Changing interest rates at a BIDV branch in Hanoi. Photo: Pham Hung/The Hanoi Times

In its report to the National Assembly, the SBV stated that starting in 2024, the credit "leeway" has been removed for branches of foreign banks. For other credit institutions, the SBV will gradually review and waive these limits, though some challenges remain.

The credit quota refers to the lending growth limits allocated to each bank by the SBV. These limits are calculated based on various inputs, including outstanding credit balances, ranking scores, and the sales of credit balances.

According to the SBV, the biggest challenge is that Vietnam's economy is heavily dependent on bank capital, a situation that has not changed.
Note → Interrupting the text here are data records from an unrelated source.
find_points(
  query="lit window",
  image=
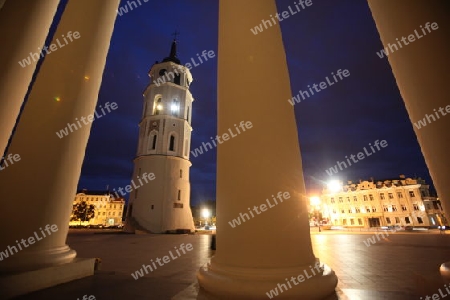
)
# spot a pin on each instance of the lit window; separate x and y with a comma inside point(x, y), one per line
point(154, 139)
point(172, 143)
point(175, 107)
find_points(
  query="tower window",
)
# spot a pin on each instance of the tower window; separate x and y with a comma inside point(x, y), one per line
point(175, 107)
point(172, 143)
point(158, 106)
point(155, 137)
point(177, 79)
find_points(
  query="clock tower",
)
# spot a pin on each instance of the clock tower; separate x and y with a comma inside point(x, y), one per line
point(162, 205)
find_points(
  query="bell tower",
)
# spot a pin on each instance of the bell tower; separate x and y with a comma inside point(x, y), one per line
point(163, 204)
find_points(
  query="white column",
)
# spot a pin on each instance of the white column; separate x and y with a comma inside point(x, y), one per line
point(19, 36)
point(40, 188)
point(275, 245)
point(421, 71)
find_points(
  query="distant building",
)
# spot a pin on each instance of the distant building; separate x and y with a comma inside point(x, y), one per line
point(402, 201)
point(108, 210)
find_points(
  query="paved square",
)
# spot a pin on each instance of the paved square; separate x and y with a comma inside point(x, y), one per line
point(400, 266)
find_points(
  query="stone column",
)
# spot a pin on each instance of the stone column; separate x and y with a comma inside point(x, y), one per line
point(421, 71)
point(19, 36)
point(264, 160)
point(40, 188)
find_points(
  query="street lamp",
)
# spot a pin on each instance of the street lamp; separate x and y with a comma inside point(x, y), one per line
point(315, 202)
point(334, 186)
point(206, 214)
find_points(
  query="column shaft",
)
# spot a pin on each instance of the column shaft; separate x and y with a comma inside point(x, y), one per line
point(421, 71)
point(40, 188)
point(19, 36)
point(263, 160)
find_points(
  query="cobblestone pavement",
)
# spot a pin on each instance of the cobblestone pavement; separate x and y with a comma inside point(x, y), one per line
point(397, 266)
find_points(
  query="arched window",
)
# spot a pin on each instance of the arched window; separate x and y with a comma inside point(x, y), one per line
point(158, 107)
point(175, 107)
point(153, 138)
point(172, 143)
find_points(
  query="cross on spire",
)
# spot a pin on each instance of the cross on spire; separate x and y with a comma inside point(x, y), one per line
point(175, 34)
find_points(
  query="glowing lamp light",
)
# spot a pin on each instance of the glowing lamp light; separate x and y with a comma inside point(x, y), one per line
point(206, 213)
point(315, 201)
point(334, 186)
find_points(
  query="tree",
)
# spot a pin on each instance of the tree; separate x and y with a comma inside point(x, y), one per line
point(82, 212)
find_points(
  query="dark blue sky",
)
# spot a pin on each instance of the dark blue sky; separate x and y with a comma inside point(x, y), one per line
point(338, 121)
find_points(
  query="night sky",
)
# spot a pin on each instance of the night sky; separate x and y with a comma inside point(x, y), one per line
point(334, 123)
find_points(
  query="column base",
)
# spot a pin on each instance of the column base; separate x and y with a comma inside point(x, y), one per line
point(25, 261)
point(227, 282)
point(31, 281)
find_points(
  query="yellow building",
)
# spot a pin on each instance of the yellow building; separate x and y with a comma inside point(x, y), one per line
point(108, 210)
point(393, 202)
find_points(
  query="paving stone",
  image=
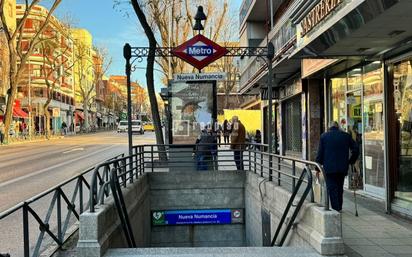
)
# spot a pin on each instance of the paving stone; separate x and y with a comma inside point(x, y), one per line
point(398, 249)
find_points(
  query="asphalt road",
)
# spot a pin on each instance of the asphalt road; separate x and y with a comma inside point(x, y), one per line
point(31, 168)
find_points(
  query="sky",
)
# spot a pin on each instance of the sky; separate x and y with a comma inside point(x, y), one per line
point(112, 28)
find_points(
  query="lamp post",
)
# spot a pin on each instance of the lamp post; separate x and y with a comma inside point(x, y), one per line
point(127, 54)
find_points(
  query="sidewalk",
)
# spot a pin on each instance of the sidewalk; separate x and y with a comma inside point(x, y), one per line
point(374, 233)
point(17, 141)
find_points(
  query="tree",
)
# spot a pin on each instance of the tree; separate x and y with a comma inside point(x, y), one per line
point(149, 74)
point(20, 49)
point(139, 97)
point(172, 20)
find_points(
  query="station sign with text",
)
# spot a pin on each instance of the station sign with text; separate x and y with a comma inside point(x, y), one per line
point(199, 51)
point(197, 217)
point(184, 77)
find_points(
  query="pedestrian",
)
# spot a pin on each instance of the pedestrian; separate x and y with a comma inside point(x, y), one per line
point(64, 128)
point(237, 140)
point(219, 133)
point(333, 154)
point(203, 150)
point(226, 131)
point(258, 139)
point(2, 132)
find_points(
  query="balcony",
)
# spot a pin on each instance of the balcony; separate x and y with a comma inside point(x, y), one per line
point(253, 10)
point(283, 37)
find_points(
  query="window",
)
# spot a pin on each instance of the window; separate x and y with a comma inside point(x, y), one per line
point(402, 81)
point(293, 124)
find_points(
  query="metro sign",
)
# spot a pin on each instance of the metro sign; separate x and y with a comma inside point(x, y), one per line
point(199, 51)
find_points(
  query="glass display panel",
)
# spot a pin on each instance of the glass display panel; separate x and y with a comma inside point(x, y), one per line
point(338, 89)
point(373, 125)
point(403, 106)
point(191, 106)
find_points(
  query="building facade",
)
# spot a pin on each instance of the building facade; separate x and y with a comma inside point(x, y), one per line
point(10, 14)
point(84, 78)
point(48, 73)
point(347, 61)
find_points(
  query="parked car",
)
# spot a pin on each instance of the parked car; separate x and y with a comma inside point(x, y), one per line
point(148, 126)
point(122, 127)
point(136, 126)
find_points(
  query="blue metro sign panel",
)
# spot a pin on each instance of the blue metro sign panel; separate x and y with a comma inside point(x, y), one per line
point(199, 51)
point(197, 217)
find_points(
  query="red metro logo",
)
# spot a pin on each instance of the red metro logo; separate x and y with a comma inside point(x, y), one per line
point(199, 51)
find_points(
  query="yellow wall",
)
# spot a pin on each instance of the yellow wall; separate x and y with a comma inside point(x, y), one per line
point(251, 119)
point(10, 11)
point(84, 46)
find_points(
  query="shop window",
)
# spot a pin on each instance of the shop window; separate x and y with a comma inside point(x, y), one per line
point(373, 125)
point(403, 107)
point(292, 123)
point(355, 79)
point(338, 107)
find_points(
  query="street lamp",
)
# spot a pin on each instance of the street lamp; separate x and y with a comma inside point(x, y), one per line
point(199, 17)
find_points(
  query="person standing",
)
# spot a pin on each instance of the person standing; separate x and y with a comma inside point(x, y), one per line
point(2, 132)
point(64, 128)
point(226, 131)
point(333, 153)
point(238, 139)
point(203, 149)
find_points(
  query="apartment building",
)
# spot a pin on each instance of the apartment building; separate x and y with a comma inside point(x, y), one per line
point(347, 61)
point(48, 73)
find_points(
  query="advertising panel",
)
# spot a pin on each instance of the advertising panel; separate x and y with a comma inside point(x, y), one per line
point(192, 108)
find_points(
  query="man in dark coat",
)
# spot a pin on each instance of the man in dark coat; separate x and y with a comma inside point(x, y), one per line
point(333, 154)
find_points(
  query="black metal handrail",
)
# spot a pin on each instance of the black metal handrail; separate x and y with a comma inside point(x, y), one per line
point(120, 204)
point(290, 222)
point(61, 198)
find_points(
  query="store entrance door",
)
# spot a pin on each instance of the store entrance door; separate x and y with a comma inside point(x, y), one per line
point(354, 128)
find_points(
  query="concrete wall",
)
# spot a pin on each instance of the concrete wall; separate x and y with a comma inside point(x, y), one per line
point(197, 190)
point(101, 230)
point(315, 228)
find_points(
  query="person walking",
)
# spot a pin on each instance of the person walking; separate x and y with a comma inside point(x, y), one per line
point(226, 131)
point(238, 139)
point(258, 139)
point(333, 153)
point(203, 149)
point(2, 132)
point(64, 128)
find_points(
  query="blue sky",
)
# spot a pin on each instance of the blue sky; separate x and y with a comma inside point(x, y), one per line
point(111, 28)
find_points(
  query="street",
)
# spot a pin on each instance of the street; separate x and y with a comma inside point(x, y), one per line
point(38, 166)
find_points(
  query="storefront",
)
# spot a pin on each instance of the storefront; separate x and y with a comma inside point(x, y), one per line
point(356, 101)
point(291, 119)
point(400, 133)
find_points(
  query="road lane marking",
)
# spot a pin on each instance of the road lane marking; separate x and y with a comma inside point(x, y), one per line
point(74, 150)
point(6, 183)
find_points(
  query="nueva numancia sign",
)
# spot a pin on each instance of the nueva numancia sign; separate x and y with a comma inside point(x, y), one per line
point(317, 14)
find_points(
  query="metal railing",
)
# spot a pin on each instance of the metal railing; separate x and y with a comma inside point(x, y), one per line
point(48, 219)
point(282, 170)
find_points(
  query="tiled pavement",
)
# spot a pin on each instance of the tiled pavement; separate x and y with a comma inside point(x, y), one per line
point(374, 233)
The pressure to balance capital to the economy continues to weigh on the banking system, posing risks of maturity mismatches and liquidity issues.

"Given the unique economic conditions of Vietnam, if banks increase credit growth without control measures, the system could return to the hot credit growth period seen before 2011," the SBV report stated.

The SBV is also concerned that this could lead to an increase in non-performing loans, threaten the safety of the banking system, and pose a risk of macroeconomic instability and inflation.

Therefore, maintaining the credit limit tool is deemed necessary by the SBV. "Removing this measure needs to be done cautiously, with a clear roadmap, and gradually in accordance with market conditions," the SBV said.

 However, during a recent discussion session at the National Assembly, Ha Sy Dong, Vice Chairman of Quang Tri Province, suggested that in the long term, the SBV should use interest rate tools to manage credit rather than growth limits.

The SBV also noted that if the credit growth allocation mechanism is abolished, control will be implemented through capital adequacy and operational indicators. To achieve this, the SBV has instructed credit institutions to restructure and handle bad debts and improve governance standards.

Before 2011, the credit-to-GDP ratio increased rapidly, leading to a race in deposit and lending interest rates and a surge in bad debts. Many banks faced liquidity risks, leading to macroeconomic instability.

This year, the SBV already allocated the credit limit to banks at the beginning of the year with a growth target of 15%. This approach differs from previous years when allocations were made in several stages based on banks' applications.